The thing is, candidates matter more than party. The country leans increasingly Democratic, but to take advantage of that fact, Democrats have to offer candidates who are able to claw their way up through the system and make their own appeal clear through primary battles. Clinton came close, but ultimately failed at that process 8 years ago. This time, she doesn’t have to bother.
Oh, she has opponents, but none of them has the political skills of Barack Obama. Remember when she ran the ad asking which one you’d rather have answer that chilling phone call at 3 a.m.? Remember saying to yourself, Ah, the cool dude? There’s no one like Obama in this race. The people who could seriously challenge her for the nomination — the ones who almost certainly could beat her — are not in the race and are not going to get in. To understand why, it is necessary to understand just a bit of history.

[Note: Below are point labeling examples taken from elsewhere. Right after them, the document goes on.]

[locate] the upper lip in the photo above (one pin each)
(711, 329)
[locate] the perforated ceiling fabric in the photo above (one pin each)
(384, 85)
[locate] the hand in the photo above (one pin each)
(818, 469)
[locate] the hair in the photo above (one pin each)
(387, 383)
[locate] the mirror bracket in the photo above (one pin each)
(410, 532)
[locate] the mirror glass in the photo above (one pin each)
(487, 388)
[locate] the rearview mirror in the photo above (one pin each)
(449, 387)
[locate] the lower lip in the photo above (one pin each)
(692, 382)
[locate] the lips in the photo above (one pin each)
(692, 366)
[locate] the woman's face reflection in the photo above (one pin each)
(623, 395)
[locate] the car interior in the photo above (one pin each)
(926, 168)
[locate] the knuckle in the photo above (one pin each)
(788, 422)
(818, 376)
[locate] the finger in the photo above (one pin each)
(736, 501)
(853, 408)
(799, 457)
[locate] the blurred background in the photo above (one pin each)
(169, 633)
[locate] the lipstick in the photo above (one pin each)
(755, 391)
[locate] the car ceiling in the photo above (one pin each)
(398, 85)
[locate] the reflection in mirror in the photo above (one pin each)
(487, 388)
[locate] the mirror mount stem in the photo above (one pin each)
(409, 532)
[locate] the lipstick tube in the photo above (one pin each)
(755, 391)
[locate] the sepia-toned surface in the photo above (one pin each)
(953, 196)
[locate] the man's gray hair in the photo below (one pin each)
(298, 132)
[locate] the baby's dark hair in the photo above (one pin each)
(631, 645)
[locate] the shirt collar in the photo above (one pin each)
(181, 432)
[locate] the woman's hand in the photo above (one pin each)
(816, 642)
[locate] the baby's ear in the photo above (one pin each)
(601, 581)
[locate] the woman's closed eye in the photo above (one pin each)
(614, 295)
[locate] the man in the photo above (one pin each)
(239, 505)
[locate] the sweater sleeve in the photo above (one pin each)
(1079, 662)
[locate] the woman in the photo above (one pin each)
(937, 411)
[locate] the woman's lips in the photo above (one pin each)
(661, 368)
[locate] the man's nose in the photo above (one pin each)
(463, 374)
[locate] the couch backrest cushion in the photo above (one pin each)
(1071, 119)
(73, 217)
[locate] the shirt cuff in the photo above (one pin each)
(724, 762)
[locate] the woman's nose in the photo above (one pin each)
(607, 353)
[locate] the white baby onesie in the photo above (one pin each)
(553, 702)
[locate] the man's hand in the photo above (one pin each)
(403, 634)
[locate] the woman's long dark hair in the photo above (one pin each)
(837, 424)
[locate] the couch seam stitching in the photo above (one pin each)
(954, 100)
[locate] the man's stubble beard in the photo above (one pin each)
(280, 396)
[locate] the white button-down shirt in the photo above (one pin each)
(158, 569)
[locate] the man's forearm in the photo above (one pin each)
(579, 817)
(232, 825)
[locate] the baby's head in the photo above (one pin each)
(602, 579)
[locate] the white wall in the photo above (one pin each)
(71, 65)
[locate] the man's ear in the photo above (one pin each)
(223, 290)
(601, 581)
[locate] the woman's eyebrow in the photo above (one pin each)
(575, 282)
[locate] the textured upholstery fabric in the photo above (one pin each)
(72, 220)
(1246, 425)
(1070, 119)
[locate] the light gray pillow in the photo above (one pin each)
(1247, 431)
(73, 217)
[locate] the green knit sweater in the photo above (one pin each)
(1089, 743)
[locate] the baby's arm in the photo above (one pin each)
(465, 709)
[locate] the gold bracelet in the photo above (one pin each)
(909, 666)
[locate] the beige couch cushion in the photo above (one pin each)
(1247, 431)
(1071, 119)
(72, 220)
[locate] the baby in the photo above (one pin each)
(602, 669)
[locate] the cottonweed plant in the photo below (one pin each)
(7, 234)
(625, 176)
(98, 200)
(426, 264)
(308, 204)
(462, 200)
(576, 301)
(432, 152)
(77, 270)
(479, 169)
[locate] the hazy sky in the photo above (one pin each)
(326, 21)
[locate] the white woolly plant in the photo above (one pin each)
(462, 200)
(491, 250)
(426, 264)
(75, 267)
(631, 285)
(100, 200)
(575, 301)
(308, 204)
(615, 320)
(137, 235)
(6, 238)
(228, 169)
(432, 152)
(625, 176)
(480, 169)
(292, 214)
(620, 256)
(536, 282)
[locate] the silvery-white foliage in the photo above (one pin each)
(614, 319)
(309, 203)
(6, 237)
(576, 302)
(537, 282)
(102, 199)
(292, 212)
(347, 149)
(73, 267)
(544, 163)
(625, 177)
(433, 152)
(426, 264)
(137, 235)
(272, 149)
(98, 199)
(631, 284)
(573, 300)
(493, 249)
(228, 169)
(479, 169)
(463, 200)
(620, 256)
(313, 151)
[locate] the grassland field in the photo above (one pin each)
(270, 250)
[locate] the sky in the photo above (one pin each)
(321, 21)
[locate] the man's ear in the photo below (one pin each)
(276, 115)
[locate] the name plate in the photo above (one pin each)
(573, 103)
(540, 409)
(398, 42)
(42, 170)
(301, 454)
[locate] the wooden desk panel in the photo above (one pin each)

Parties are peculiar private organizations, organized chiefly for the purpose of selecting candidates for public office. They were not anticipated at the time the Constitution was adopted — in fact, many of the Founders regarded them as anathema — and so the Constitution never mentions them and contains no instructions on the selection of candidates.
Over the years since 1796, when John Adams and his Federalists vied with Thomas Jefferson and the Republicans for the presidency, the nomination process has see-sawed between a broad, open, democratic exercise and a closed, secretive one dominated by party bosses. Historically, primaries have been relatively open, caucuses closed and conventions, either way. That’s all topsy-turvy now because of the enduring wild card in American politics, which is money.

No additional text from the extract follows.